Since their debut 13 years ago, in-car night-vision systems, which
identify pedestrians approaching a roadway, have arguably made driving
safer. But they come with a pretty big blind spot: animals. Each year,
drivers in the U.S. strike about a million deer, causing 27,000 human
injuries and $3.5 billion in damage. This fall, Swedish safety-system
company Autoliv and Mercedes-Benz will roll out Night View Assist Plus
on the 2014 S-Class. The system identifies people but also picks out
cows, moose, horses, deer, camels, and even wild boar.
One reason the upgrade took five years is that recognizing animals is
much more difficult than recognizing people. Species vary widely in size
and shape, have profiles that change drastically when they turn, and
move differently. (Humans, by comparison, have more or less the same
shape and move in the same way.) To train the system, Autoliv cataloged
thousands of animals across five continents.

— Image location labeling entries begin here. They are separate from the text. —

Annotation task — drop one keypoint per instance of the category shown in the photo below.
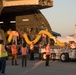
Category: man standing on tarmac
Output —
(14, 53)
(3, 55)
(32, 51)
(47, 47)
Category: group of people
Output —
(24, 51)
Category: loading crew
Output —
(32, 51)
(14, 53)
(47, 47)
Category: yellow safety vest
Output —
(3, 53)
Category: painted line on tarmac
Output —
(35, 65)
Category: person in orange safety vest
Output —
(15, 36)
(14, 53)
(47, 48)
(32, 51)
(24, 51)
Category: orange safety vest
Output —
(43, 35)
(14, 50)
(24, 50)
(32, 47)
(47, 50)
(15, 33)
(3, 52)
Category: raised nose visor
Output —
(14, 5)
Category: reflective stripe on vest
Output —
(47, 50)
(23, 50)
(31, 47)
(15, 33)
(3, 53)
(14, 50)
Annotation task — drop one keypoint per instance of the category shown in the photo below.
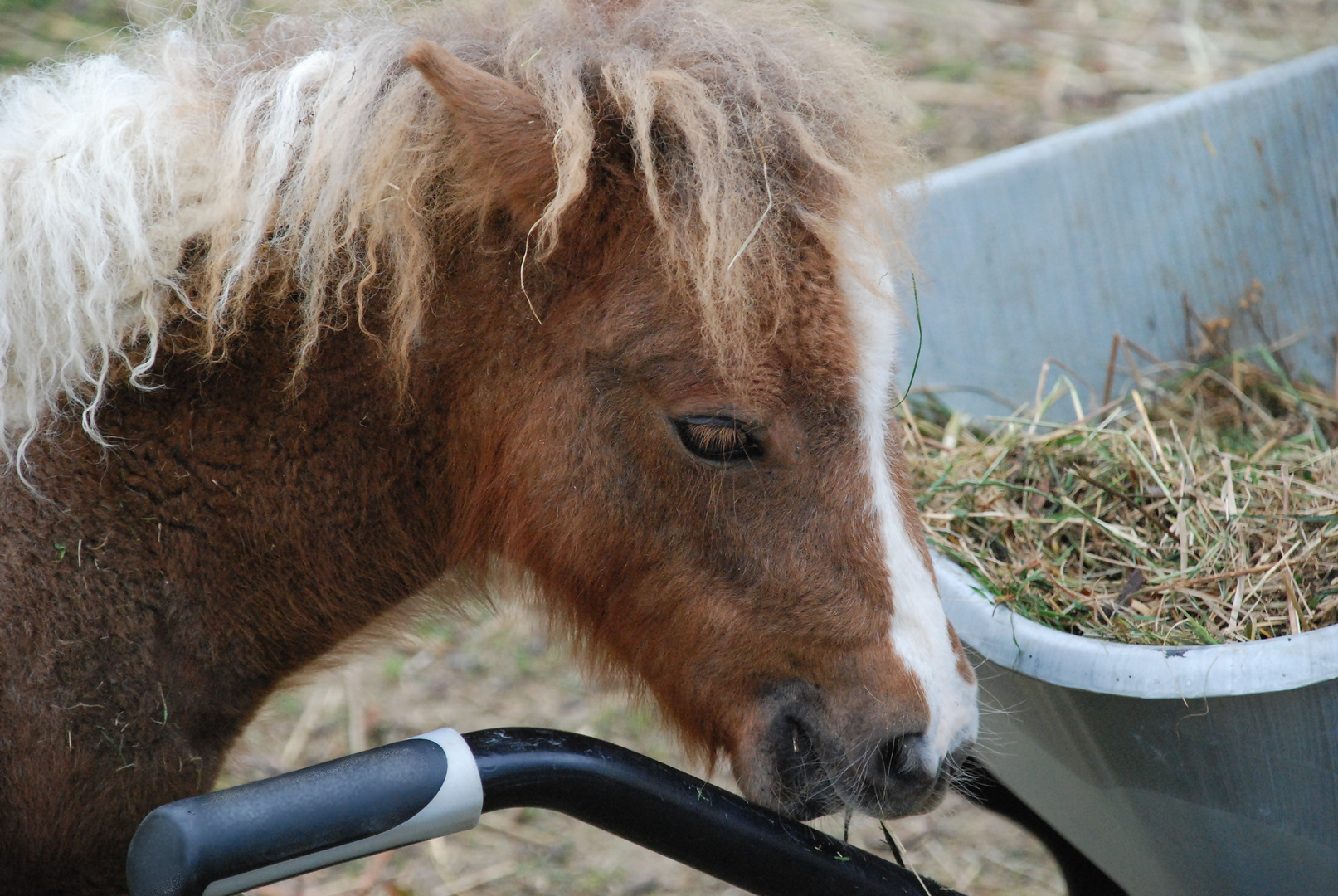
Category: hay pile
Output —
(1200, 509)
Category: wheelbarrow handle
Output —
(231, 840)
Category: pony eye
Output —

Night View Assist Plus merges data from two cameras to create an
illuminated view of what’s ahead. When an animal or pedestrian nears a
roadway, the system highlights it on an in-dash display, and, if danger
is imminent, sounds an alarm and pre-charges the car’s brakes. There’s
one feature U.S. regulators have yet to approve, though: In the European
version, a spotlight shines a tracking beam onto live obstacles in the
road, making them almost impossible to miss.